4. 作業中の水分補給、及びトイレについては制限しない。ただし競技エリア外に出る場合は、競技委員に確認を取る必要がある。また、それにかかる時間は作業時間に含まれる。
【器具工具】
・使用する器具・工具は技能検定使用に準ずる。但し、木工用ノミと電動工具は充電式、電動式インパクトドライバーを使用可とし、充電は所定のコンセントを用いる。

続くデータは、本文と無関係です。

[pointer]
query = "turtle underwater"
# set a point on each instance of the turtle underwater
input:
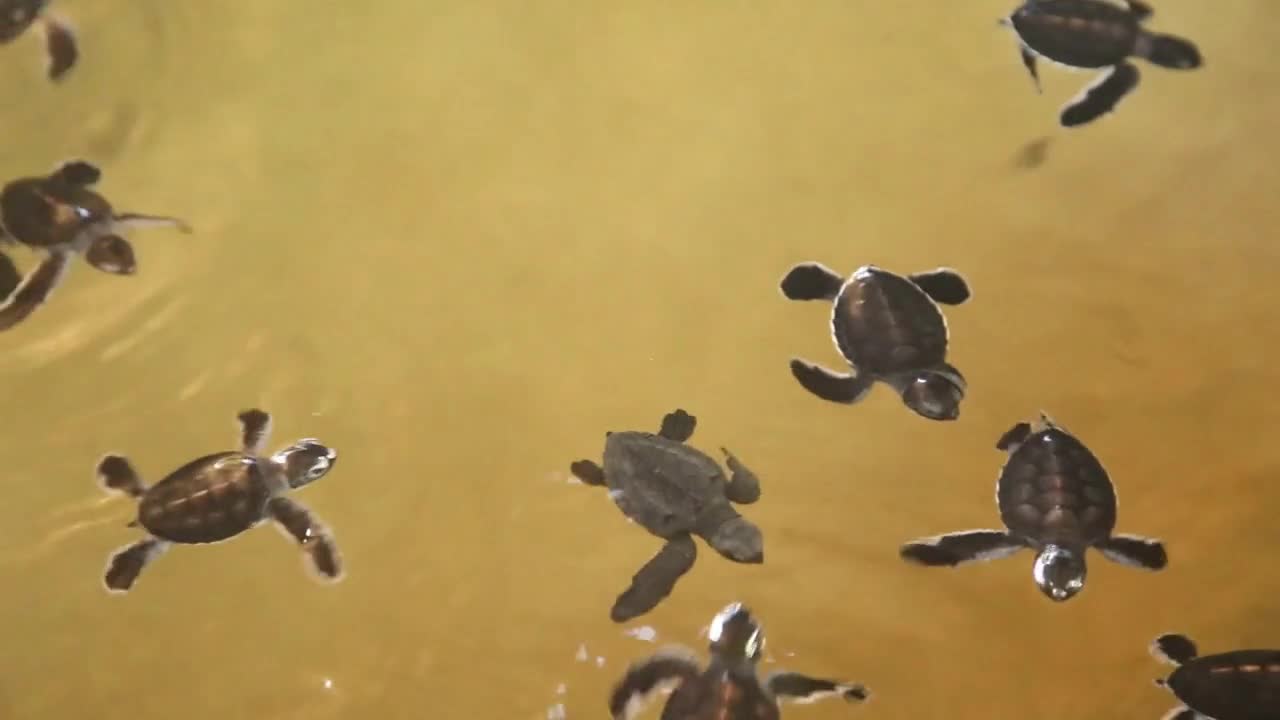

・治具は認めるが横50㎝縦30㎝高さ20㎝の箱の中に入る物とする。(組立て又は連結し て箱の中に入らない物は認めない。)競技委員が認めない治具は使用不可。 尚、使用に際し判断に迷う治具については当日競技委員に判断を仰ぐこと。
【安全作業】
・服装は高所作業を考え、シャツの袖・ズボンの裾を留め、地下足袋等を履き、墜落制止用器具(フルハーネス)・保護帽を着用のこと(保護帽は会場にて支給)。なお、競技委員が安全面から必要と判断した場合(ズボンの裾が長く垂れさがっている等)
は、使用の禁止や着用について指導をする場合がある。
・他人を負傷させたり、本人が怪我をした場合、その状況により失格とすることもある。
・架台は高所作業を想定し、屋根足場をすること。
・状況により、保護メガネを着用すること。
・タオルやバンダナを保護帽の下に汗止め等として使用することは認めないが、保安基準に合致したインナーキャップ等を着用することは可とする。尚、使用に際し判断に迷う場合は、当日競技委員に判断を仰ぐこと。
【協議態度】
・選手は各都道府県の代表として責任ある態度を自覚すること。
・応援団の目に余る指導、アドバイスがある場合には、競技委員協議の上、平等を期すため、本人の競技態度の中で減点の対象とすることがある。
【競技終了】
・競技の終了は、清掃、整理整頓を終え、保護帽、腰袋を外してから、合図を行う。
・ゼッケンは競技終了合図後に外し、競技架台の上に番号が見えるように置くこと。
大会ごとに規定が変わることもあるそうです。指定された仕様や限られた資材を活用し、綺麗に素早く完成することが求められます。
瓦職人には、「かわらぶき技能士」という資格があり、その中で特級、1級、単一等級いずれかの技能検定(国家検定)に合格した技能士が参加できます。逆に、資格を持っている技能士であれば年齢等の制限はなく、各ブロック(エリア)で選ばれた瓦葺き師たちが大会へ出場します。大会参加が決まった選手たちは一般的に、年明け頃から練習を始めます。選手たちは「競技仕様」にもある通り、各エリアや県の代表として職人たちの期待や応援を一身に背負って大会に臨むのです。